[edit]
Decoupling Vision and Reasoning: A Data-Efficient Pipeline for Surgical VQA
Proceedings of The 9th International Conference on Medical Imaging with Deep Learning, PMLR 315:2038-2056, 2026.
Abstract
Vision-language models (VLMs) are becoming increasingly important for surgical intelligence, where reliable scene understanding requires combining visual perception with language-based reasoning. However, progress is constrained by the scarcity of high-quality multimodal datasets, making end-to-end training more prone to overfitting. Existing approaches often address this limitation by converting task-specific datasets (e.g., segmentation, phase recognition, tool-tissue interaction) into synthetic vision-question answering (VQA) form, but such conversions provide only sparse supervision and limit generalization. To overcome these challenges, we propose Surg-SAGE (Structured Abstraction from Granular Experts), a modular pipeline that decouples vision information extraction from reasoning. Specialist surgical models–proven effective for their corresponding vision tasks–are first used to extract task-relevant signals, which are then transformed via heuristics into structured textual descriptions. These descriptions, together with the clinical question, are passed to a large language model (LLM) that performs the reasoning step and provides the answer.
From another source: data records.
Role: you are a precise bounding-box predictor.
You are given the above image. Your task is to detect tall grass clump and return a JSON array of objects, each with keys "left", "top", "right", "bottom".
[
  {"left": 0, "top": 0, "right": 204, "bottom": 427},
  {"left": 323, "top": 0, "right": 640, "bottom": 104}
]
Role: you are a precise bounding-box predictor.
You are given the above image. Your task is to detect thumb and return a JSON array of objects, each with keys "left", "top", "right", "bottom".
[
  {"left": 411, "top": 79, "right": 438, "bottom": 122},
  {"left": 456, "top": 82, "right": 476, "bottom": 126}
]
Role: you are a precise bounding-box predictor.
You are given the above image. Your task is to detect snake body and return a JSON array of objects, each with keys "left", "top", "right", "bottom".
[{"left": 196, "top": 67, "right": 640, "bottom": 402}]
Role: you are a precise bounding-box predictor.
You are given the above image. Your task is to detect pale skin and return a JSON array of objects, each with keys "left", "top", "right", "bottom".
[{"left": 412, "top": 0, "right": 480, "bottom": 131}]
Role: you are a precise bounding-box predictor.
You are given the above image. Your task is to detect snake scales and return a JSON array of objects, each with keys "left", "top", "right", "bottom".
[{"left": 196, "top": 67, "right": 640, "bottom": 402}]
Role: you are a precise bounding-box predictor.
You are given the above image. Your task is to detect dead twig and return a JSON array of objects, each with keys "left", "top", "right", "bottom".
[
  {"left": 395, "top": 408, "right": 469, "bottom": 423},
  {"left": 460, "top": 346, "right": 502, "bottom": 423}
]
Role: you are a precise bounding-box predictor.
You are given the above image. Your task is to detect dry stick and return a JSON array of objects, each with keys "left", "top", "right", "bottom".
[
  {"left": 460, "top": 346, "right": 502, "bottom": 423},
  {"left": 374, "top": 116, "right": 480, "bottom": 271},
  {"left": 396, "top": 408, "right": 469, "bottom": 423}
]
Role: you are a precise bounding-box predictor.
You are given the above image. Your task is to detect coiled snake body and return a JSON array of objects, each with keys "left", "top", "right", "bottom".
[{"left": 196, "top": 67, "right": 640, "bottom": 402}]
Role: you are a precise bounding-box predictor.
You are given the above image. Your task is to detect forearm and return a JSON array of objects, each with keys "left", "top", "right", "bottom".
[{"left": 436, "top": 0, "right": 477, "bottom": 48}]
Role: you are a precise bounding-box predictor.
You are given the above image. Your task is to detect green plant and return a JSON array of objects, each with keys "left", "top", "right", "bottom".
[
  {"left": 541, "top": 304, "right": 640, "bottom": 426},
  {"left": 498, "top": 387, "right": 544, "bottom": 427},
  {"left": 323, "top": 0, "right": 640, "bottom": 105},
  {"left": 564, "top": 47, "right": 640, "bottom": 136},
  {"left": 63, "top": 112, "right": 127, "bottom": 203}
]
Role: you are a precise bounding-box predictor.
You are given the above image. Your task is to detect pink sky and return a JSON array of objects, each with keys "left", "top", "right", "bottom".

The novelty of this work lies in demonstrating that decoupling perception from language processing and leveraging expert-trained specialist models enables strong VQA performance, even when paired with relatively lightweight, frozen LLMs and without requiring multimodal training data. We evaluate this pipeline on the EndoVis-18-VQA benchmark under different configurations of specialist models and LLMs, showing that combining complementary experts yields stronger performance than relying on any single model. Surg-SAGE achieves higher accuracy, recall and F1 than existing surgical VQA baselines, with improvements of up to 2.3% in accuracy without requiring multimodal training, establishing abstraction-driven modularity as a data-efficient and generalizable paradigm for surgical vision-language understanding.